Today she is the only woman driver in Formula One. Commenting on her role as the number three driver with the Williams F1 Team she said, “It’s up to me to prove that I possibly do have a chance to start a race for them.”
10 Erica Enders-Stevens (1983-)
NHRA Pro Stock winner
Nationality: American
Notable victories: NHRA Rookie of the Year (1999), NHRA Mello Yello (2012)
“You make a mistake, you lose a point. I make a mistake, someone could get hurt.” So says the character of Erica Enders in the 2003 Hollywood movie of the dragster driver’s life, Right on Track.
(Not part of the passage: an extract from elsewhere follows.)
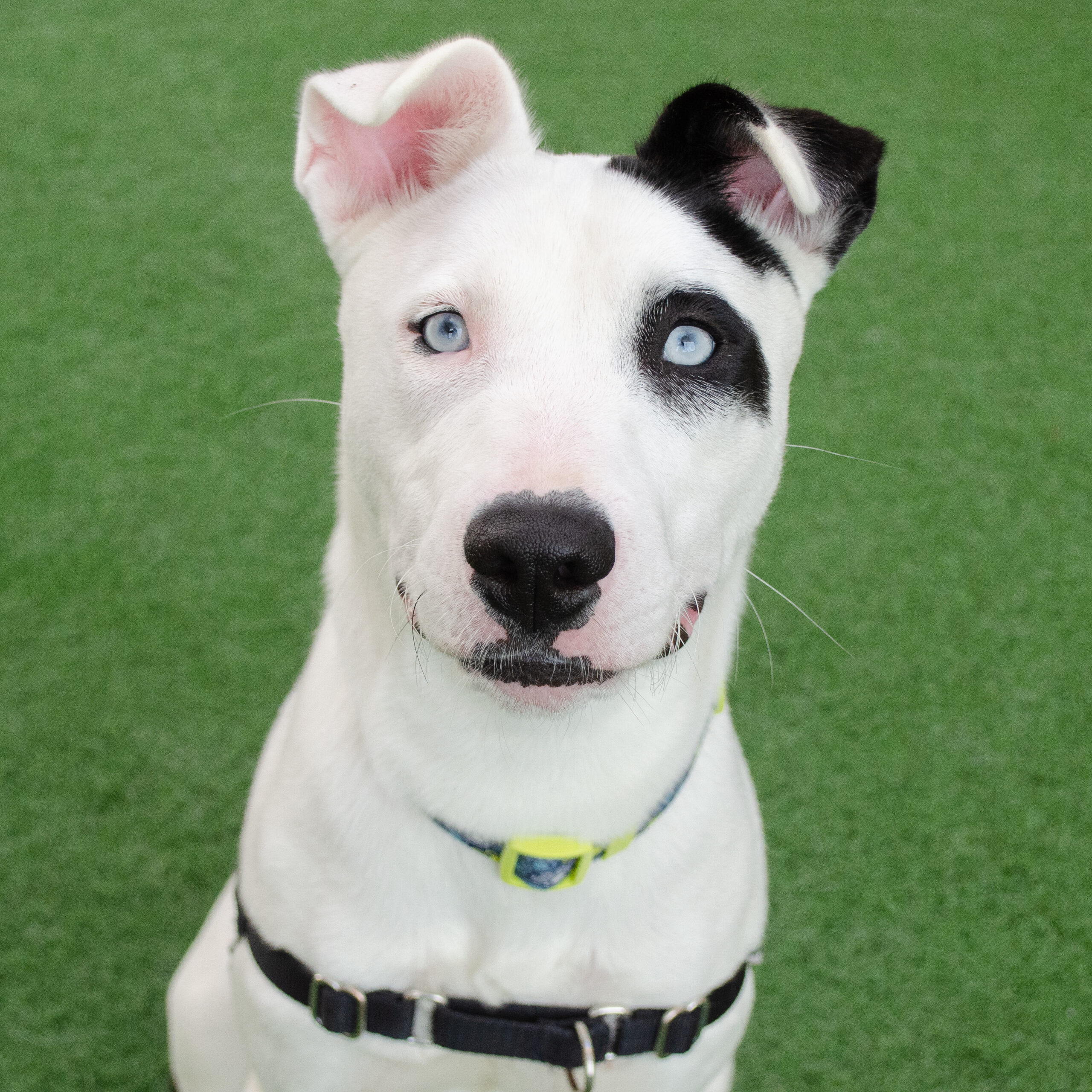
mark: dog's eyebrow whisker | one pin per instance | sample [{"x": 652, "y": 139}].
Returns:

It’s about two sisters (Erica and Courtney) competing in the traditional male sport of drag racing, and coming out on top – and incredibly, it’s all true.
At 16 Erica was named National Hot Rod Association Rookie of the Year. In 2005 she won more rounds in NHRA Pro Stock than all previous women drivers combined and in 2012 became the first woman to win a round in the NHRA Mello Yello Full Throttle Drag Racing series. She contests the first round of the 2013 season this weekend.